Con esto no quiero decir que la admiración de los amigos del arte no le agradase y que no la recibiese con agradecimiento, como pude comprobarlo una vez que tocó en Kassel y el Kronprinz, admirado de su habilidad y, sobre todo, de cómo manejaba el pedal, se quitó de la mano uno de sus anillos y se lo puso personalmente en uno de los dedos; siempre lo llevó con gran satisfacción y lo contemplaba con agrado.

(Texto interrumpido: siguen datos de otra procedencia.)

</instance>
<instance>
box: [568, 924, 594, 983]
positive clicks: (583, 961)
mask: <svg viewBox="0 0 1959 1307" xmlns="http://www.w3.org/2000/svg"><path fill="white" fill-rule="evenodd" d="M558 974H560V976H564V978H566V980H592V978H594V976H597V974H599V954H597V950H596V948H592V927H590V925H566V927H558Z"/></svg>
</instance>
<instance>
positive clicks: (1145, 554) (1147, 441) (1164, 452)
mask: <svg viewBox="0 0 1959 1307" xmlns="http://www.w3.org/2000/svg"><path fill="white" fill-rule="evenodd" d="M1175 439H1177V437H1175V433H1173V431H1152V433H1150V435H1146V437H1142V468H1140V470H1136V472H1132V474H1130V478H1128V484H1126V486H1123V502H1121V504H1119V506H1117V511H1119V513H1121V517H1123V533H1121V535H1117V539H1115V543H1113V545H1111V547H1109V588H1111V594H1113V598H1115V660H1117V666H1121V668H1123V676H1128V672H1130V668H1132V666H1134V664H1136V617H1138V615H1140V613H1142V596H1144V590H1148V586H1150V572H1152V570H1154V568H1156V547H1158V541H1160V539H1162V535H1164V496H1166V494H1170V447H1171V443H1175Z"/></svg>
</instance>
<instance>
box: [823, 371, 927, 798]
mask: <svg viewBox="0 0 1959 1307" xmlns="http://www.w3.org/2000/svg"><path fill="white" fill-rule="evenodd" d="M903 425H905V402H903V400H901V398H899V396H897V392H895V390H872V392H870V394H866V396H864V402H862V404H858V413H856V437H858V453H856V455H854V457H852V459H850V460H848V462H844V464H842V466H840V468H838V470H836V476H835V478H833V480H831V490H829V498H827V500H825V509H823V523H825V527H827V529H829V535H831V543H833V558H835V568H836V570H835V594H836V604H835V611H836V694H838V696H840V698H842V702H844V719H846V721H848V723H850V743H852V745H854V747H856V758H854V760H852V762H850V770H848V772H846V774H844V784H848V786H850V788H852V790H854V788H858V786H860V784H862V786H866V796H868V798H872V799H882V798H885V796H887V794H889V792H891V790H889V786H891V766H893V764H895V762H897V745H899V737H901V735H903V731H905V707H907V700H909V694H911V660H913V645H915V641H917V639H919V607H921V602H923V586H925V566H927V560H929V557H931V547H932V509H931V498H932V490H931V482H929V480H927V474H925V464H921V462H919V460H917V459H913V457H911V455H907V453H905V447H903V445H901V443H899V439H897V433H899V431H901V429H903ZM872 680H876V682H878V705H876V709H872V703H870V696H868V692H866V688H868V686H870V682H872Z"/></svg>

Sebastián había dado a entender muchas veces que todo buen músico con un poco de práctica debe interpretar a primera vista cualquier clase de música. Su colega de Weimar, el organista municipal señor Walther, meditaba la forma de tenderle una trampa, para después reírse los dos de la broma. Sebastián almorzaba algunas veces en casa de Walther y, una de ellas, mientras esperaban que les sirviesen la comida, Sebastián se dirigió al clave, vio allí un papel de música y, naturalmente, se puso a descifrarlo. Pero no había avanzado mucho cuando llegó a ciertas notas que le hicieron tropezar y, muy sorprendido (pues no estaba acostumbrado a tropezar ante ninguna música, por complicada que fuese), repitió la pieza desde el principio y tuvo que detenerse en el mismo punto. En aquel momento, el señor Walther, que había estado escuchando tras la puerta entreabierta, no pudo contener la risa. Sebastián se levantó de un salto y dijo, un poco avergonzado:

-Aun no ha nacido el hombre capaz de tocarlo todo a primera vista. Ese pasaje es imposible.

En años posteriores contaba con frecuencia esa anécdota, para animar a discípulos tímidos.